In a sense, the blood-brain barrier is like a protective moat with the drawbridge left permanently up. It is found in the capillaries which lead to the brain. Normally, the walls of the capillaries are highly permeable, allowing a variety of water-soluble components of blood to pass through them and into the body. In the brain, the capillary walls are very compact and dense, allowing few substances through to the brain.
This means that when toxins and infectious materials are floating around in the blood, they cannot reach the brain. For the brain, this is very good news, because the brain is a very fragile organ, and damage from an infection could be devastating. However, some harmful substances can still get through: viruses, for example, can hitch a ride right through the BBB. Substances can also pass through the blood-brain barrier when the brain's host body experiences head trauma in the form of invasive surgery or a severe fall.
Discovery of the BBB is usually credited to Edwin Goldmann, a researcher in 1913 who was trying to understand why the brain failed to change color when dye was injected into the bloodstream.
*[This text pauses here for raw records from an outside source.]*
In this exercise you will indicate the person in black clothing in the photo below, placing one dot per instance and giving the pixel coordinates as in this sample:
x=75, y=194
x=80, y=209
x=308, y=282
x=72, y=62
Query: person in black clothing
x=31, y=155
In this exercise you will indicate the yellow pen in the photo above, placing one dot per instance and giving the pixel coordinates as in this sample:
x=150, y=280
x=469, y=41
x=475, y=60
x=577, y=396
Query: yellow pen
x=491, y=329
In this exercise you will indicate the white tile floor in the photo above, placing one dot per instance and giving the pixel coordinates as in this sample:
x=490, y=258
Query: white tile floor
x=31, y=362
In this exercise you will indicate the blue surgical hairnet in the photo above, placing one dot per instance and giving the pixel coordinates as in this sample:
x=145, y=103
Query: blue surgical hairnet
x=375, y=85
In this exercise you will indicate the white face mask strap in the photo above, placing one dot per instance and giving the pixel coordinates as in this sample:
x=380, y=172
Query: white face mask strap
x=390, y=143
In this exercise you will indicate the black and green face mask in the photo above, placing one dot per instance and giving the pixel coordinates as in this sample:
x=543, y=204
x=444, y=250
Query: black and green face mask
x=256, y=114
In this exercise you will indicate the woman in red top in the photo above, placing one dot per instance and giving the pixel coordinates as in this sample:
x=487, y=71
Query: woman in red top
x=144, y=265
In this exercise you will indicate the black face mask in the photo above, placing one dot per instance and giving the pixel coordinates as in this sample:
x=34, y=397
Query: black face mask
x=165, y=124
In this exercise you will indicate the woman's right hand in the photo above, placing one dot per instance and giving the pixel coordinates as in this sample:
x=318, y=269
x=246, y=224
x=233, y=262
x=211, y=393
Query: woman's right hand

He seized upon the idea of injecting dye directly into the brain, and he realized that the dye failed to spread, suggesting that some sort of barrier was keeping it in. With the development of advanced medical imaging equipment in the 1960s, researchers learned a lot more about how the blood-brain barrier worked.
This protective barrier goes both ways: harmful material cannot get into the brain, but it also cannot get out if it manages to get into the brain. This makes infections of the brain extremely difficult to treat, because the infection can be trapped in the brain, and the medications used to treat such infections elsewhere in the body may not be able to cross the blood-brain barrier. This requires the formulation of drugs which can cross this barrier, or the delivery of drugs directly into the brain.